Die Bevölkerung der Seychellen – die Seychellois – besteht zum überwiegenden Teil aus den Nachfahren der aus verschiedenen französischen Kolonialgebieten eingewanderten Siedler und ihrer afrikanischen Arbeitssklaven. Diese Gruppe macht noch immer über 90 Prozent der heutigen Bevölkerung aus. Daneben existiert eine Minderheit mit rein europäischer Abstammung sowie kleine chinesische und indische Minderheiten. Im Jahre 2017 waren 13,6 % der Bevölkerung im Ausland geboren.[8]

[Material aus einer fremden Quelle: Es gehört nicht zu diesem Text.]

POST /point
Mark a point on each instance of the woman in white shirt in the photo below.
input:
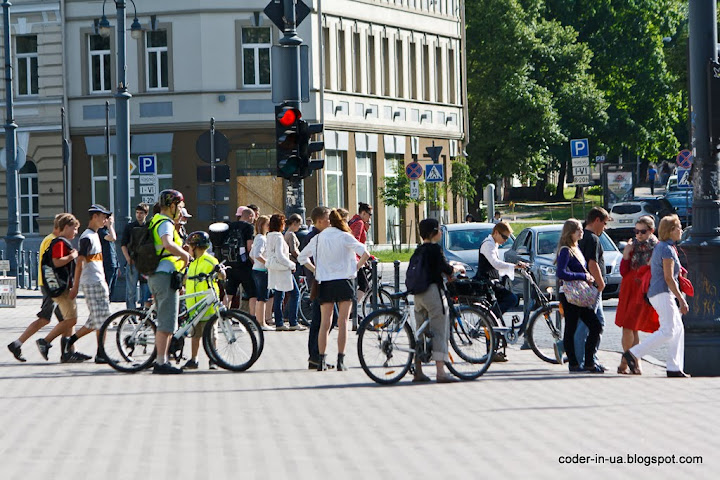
(280, 274)
(259, 273)
(334, 252)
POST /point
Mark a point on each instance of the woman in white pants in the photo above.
(663, 293)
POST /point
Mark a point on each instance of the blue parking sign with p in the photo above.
(580, 148)
(147, 164)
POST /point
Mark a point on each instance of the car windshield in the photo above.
(459, 240)
(547, 242)
(626, 209)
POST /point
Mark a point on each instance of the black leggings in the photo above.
(573, 313)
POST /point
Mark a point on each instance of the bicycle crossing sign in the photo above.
(434, 172)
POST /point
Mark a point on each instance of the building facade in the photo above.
(385, 78)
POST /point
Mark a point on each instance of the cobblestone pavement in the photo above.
(278, 420)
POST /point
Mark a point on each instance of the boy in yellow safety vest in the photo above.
(203, 264)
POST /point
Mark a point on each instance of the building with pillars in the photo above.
(386, 79)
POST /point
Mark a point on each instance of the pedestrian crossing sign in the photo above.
(434, 172)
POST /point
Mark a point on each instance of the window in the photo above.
(342, 78)
(392, 214)
(27, 71)
(101, 191)
(156, 56)
(357, 64)
(29, 198)
(400, 66)
(334, 163)
(372, 89)
(256, 56)
(259, 160)
(413, 71)
(99, 64)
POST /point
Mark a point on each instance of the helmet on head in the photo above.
(169, 197)
(198, 239)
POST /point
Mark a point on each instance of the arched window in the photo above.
(29, 198)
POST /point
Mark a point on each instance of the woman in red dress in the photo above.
(634, 313)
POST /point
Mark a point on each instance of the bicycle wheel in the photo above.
(473, 342)
(129, 346)
(545, 330)
(384, 302)
(234, 346)
(305, 309)
(385, 346)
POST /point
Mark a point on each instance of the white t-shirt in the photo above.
(91, 248)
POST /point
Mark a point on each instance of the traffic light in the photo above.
(306, 147)
(289, 163)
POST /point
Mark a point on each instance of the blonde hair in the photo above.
(667, 224)
(260, 223)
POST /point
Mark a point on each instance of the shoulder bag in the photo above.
(580, 292)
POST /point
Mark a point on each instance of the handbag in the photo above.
(580, 292)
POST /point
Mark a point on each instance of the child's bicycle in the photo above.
(388, 342)
(231, 339)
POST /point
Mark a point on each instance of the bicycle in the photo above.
(230, 337)
(388, 342)
(543, 328)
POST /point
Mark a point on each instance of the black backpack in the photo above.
(417, 278)
(56, 279)
(142, 247)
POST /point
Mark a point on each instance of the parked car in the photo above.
(461, 243)
(681, 200)
(537, 245)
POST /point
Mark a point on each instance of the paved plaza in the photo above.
(279, 420)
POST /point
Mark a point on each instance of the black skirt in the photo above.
(335, 291)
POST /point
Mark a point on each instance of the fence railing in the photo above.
(27, 266)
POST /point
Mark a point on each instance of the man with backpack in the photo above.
(166, 280)
(90, 275)
(424, 280)
(132, 276)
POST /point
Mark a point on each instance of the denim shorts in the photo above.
(260, 278)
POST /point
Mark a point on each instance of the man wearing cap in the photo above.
(132, 276)
(90, 275)
(241, 265)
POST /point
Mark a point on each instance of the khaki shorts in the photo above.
(68, 307)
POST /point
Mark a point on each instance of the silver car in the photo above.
(537, 245)
(461, 243)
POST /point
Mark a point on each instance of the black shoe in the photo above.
(17, 352)
(44, 347)
(166, 369)
(73, 357)
(632, 362)
(341, 363)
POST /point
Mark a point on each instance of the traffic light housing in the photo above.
(289, 163)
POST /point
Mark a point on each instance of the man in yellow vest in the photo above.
(167, 279)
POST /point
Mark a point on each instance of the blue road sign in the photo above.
(413, 170)
(147, 164)
(684, 178)
(434, 172)
(580, 148)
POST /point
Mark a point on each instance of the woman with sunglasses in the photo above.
(633, 312)
(490, 267)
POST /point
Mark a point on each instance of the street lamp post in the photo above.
(122, 109)
(702, 323)
(14, 237)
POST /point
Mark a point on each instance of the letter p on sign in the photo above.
(580, 148)
(147, 164)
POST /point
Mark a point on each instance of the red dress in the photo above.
(633, 311)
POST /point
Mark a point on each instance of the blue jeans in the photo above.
(132, 277)
(292, 307)
(582, 332)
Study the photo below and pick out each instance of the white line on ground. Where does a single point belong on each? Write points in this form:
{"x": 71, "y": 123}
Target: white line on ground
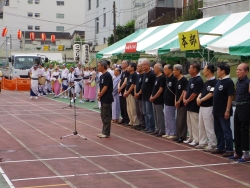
{"x": 6, "y": 178}
{"x": 98, "y": 156}
{"x": 125, "y": 171}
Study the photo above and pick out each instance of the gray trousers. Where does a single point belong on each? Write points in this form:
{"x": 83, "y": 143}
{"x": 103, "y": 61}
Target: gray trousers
{"x": 139, "y": 112}
{"x": 159, "y": 118}
{"x": 106, "y": 115}
{"x": 181, "y": 123}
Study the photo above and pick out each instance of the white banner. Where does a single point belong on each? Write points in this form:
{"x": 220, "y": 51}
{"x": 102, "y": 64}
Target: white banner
{"x": 76, "y": 51}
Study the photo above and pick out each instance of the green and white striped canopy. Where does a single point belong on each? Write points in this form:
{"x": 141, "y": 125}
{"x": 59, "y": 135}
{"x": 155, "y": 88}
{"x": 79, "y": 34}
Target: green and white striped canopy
{"x": 235, "y": 39}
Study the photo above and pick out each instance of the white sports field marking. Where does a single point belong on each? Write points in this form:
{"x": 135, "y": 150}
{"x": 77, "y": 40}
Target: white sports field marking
{"x": 97, "y": 156}
{"x": 6, "y": 178}
{"x": 124, "y": 171}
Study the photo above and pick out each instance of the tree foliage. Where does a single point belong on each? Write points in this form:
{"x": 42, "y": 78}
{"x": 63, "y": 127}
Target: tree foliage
{"x": 122, "y": 31}
{"x": 191, "y": 12}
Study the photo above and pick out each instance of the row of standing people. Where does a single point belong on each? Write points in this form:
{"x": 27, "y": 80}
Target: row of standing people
{"x": 164, "y": 103}
{"x": 58, "y": 81}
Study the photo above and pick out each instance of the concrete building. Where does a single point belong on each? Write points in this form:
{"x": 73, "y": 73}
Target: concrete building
{"x": 220, "y": 7}
{"x": 99, "y": 20}
{"x": 40, "y": 16}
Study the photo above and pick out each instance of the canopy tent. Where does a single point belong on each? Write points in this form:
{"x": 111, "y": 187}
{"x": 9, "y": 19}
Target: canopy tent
{"x": 235, "y": 39}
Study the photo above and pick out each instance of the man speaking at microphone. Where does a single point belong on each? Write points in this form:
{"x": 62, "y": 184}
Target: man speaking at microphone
{"x": 106, "y": 98}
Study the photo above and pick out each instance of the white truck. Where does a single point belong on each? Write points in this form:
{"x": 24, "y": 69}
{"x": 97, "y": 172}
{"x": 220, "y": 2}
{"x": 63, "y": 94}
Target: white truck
{"x": 20, "y": 64}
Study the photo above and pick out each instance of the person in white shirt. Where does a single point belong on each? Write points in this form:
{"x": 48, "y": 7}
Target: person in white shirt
{"x": 34, "y": 73}
{"x": 78, "y": 73}
{"x": 64, "y": 77}
{"x": 55, "y": 77}
{"x": 71, "y": 83}
{"x": 86, "y": 84}
{"x": 47, "y": 87}
{"x": 41, "y": 87}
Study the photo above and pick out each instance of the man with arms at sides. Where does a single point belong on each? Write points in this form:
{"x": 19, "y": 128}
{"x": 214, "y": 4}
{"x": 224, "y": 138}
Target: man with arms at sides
{"x": 116, "y": 104}
{"x": 206, "y": 118}
{"x": 241, "y": 115}
{"x": 129, "y": 94}
{"x": 138, "y": 98}
{"x": 169, "y": 102}
{"x": 79, "y": 73}
{"x": 147, "y": 88}
{"x": 65, "y": 84}
{"x": 121, "y": 89}
{"x": 192, "y": 91}
{"x": 106, "y": 98}
{"x": 222, "y": 110}
{"x": 157, "y": 99}
{"x": 181, "y": 114}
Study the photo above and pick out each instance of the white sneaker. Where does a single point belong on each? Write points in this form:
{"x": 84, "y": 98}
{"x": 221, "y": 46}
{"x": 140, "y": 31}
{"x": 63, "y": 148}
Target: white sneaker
{"x": 188, "y": 141}
{"x": 193, "y": 143}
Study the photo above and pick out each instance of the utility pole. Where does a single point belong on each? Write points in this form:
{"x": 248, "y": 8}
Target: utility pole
{"x": 114, "y": 16}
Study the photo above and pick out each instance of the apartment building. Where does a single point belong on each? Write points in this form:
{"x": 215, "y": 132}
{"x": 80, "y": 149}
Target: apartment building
{"x": 61, "y": 16}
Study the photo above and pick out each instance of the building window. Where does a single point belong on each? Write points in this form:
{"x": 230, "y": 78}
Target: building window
{"x": 30, "y": 27}
{"x": 89, "y": 5}
{"x": 59, "y": 28}
{"x": 60, "y": 3}
{"x": 30, "y": 14}
{"x": 58, "y": 15}
{"x": 7, "y": 3}
{"x": 97, "y": 25}
{"x": 104, "y": 19}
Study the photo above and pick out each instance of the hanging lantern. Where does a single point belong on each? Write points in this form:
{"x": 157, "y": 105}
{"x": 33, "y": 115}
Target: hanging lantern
{"x": 32, "y": 36}
{"x": 4, "y": 32}
{"x": 53, "y": 38}
{"x": 19, "y": 34}
{"x": 43, "y": 36}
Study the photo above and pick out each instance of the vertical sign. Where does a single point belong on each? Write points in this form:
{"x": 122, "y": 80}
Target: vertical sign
{"x": 76, "y": 51}
{"x": 85, "y": 53}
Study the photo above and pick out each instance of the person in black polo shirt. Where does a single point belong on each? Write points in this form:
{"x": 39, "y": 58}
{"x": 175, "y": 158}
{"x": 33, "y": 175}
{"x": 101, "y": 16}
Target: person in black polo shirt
{"x": 121, "y": 89}
{"x": 241, "y": 115}
{"x": 129, "y": 94}
{"x": 158, "y": 101}
{"x": 106, "y": 98}
{"x": 222, "y": 110}
{"x": 147, "y": 87}
{"x": 138, "y": 98}
{"x": 206, "y": 118}
{"x": 181, "y": 114}
{"x": 169, "y": 100}
{"x": 193, "y": 89}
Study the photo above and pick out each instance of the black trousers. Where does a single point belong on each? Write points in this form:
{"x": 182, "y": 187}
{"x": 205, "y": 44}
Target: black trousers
{"x": 124, "y": 112}
{"x": 241, "y": 128}
{"x": 106, "y": 115}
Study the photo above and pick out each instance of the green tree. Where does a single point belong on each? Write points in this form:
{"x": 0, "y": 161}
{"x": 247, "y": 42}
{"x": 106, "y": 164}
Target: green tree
{"x": 191, "y": 12}
{"x": 122, "y": 31}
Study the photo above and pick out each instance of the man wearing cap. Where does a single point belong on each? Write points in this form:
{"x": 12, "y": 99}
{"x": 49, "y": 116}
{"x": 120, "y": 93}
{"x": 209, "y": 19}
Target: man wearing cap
{"x": 64, "y": 77}
{"x": 34, "y": 74}
{"x": 78, "y": 73}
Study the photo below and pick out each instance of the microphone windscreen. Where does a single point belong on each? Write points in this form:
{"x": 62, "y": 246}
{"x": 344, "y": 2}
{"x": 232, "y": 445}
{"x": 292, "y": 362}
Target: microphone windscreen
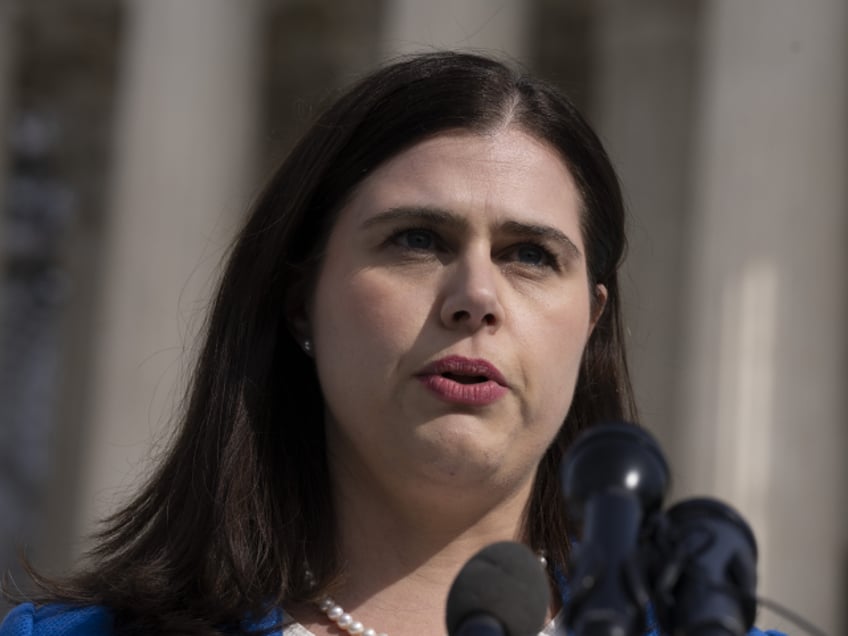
{"x": 504, "y": 580}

Inzwischen gibt es viele Eltern ohne Trauschein. Die Kinder der berufstätigen Eltern wachsen meist im Haushalt der Großeltern auf. Das jährliche Bevölkerungswachstum beträgt 0,6 %.[9] Das Medianalter der Seychellois lag 2020 bei geschätzten 34,2 Jahren. Die Fertilitätsrate lag 2019 bei 2,43 Kindern pro Frau, was für afrikanische Verhältnisse sehr niedrig ist.[10] Die Lebenserwartung liegt bei 73,4 Jahren.[11]

2010

2020

Als gemeinsame Sprache dieser stark durchmischten Bevölkerung entwickelte sich hier eine eigene Variante der Kreolsprachen, die als Seychellenkreol oder Seselwa bezeichnet wird und auf dem Französischen basiert. Amtssprachen sind nach Artikel 4 der Verfassung[14] Seychellenkreol, Englisch und Französisch.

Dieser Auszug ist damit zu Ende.